Farm shows aim to grow viewership
Until now, food-related shows largely focused on introducing nice places to eat or star chefs cooking up simple dishes.
Under the latest format, however, celebrities plant seeds in their sections of a field, whether it is as big as a soccer pitch or the size of a hand. The show features celebrities contributing their time and effort to plow a field, plant seeds and take care of them to see a fruitful outcome.
The genre is best represented by star producer Na Young-seok’s popular reality show “Three Meals a Day,” which began its second season last month with regulars Lee Seo-jin and Ok Taec-yeon from boy group 2PM. Middle-aged actor Kim Kwang-kyu is the new member of the team.
During the first episode May 15, Lee, Ok and Kim planted potatoes in the corner of a 3,305-square-meter (0.8-acre) field in Jeongseon, Gangwon.
Previously, they planted corn, tomatoes, sweet potatoes and so on.
“From the moment I was planning the first season of this program, I wanted to show the audience the four seasons of a year, very slowly,” said producer Na last month. “For example, I wanted to show them how a seed that we plant in the spring bears fruits in later seasons.”
This is why the second season of the weekly program is scheduled to air for four months, about twice as long as previous seasons.
Another program that falls into this category is the newest season of the KBS2 reality show “The Human Condition,” which launched late last month with a new subtitle: “City Farmer.”
The program shows star chefs Choi Hyun-seok and Jung Chang-wook cultivating a small plot on a rooftop in Seoul.
“Our previous seasons focused on subtracting things from human lives,” said producer Won Seung-yeon. Last season’s main theme was losing benefits that come from civilization, and in one episode, celebrities had to endure a day without cell phones.
“However, the third season is about adding,” said Won. “As the cast jumped into the world of farming, they came to realize things they had not noticed, and they are adjusting to it.”
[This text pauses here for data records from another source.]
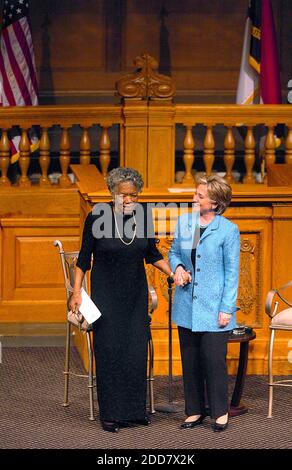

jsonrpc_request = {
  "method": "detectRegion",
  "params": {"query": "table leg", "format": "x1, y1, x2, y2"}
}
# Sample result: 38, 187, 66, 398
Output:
229, 341, 249, 416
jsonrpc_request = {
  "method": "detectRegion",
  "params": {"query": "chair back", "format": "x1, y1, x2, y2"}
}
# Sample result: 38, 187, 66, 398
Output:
265, 280, 292, 330
54, 240, 88, 301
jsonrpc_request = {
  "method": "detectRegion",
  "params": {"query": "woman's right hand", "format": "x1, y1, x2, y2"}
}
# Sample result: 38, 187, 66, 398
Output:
69, 291, 82, 313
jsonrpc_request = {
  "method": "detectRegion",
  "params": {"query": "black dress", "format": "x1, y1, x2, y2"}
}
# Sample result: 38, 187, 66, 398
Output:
77, 204, 163, 421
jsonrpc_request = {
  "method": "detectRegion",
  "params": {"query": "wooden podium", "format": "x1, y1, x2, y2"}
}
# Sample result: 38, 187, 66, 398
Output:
267, 163, 292, 187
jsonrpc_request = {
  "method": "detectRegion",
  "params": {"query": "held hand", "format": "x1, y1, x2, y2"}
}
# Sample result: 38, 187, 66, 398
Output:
173, 266, 192, 287
69, 292, 82, 313
218, 312, 232, 328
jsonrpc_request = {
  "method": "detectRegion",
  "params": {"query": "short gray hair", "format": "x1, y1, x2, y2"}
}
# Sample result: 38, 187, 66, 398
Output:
197, 174, 232, 214
106, 167, 144, 194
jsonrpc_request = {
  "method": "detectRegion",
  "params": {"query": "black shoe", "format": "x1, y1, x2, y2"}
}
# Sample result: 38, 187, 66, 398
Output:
213, 421, 228, 432
101, 421, 120, 432
180, 415, 206, 429
131, 416, 151, 426
115, 421, 135, 428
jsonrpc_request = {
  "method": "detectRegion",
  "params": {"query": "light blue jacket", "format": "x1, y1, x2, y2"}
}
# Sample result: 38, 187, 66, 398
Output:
169, 213, 240, 331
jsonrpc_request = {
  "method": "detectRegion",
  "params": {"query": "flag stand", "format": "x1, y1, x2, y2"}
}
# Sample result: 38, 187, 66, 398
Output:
155, 277, 184, 413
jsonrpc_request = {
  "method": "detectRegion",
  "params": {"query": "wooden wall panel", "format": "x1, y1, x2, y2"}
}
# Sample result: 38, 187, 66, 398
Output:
2, 223, 79, 302
0, 187, 80, 329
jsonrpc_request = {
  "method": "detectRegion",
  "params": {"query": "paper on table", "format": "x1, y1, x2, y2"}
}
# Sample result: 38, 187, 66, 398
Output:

Even if it is not a shooting day, the show’s six cast members take turns visiting the rooftop farm to take care of the plants. It’s fun watching these farming novices stumble their way through so the crops won’t die.
It remains to be seen whether these so-called farming variety shows will catch on with their relatively slow pace.
Na admits the risk of making the show “tedious,” but he also made sure to “make a program that would surely appeal to those who have liked my previous shows.”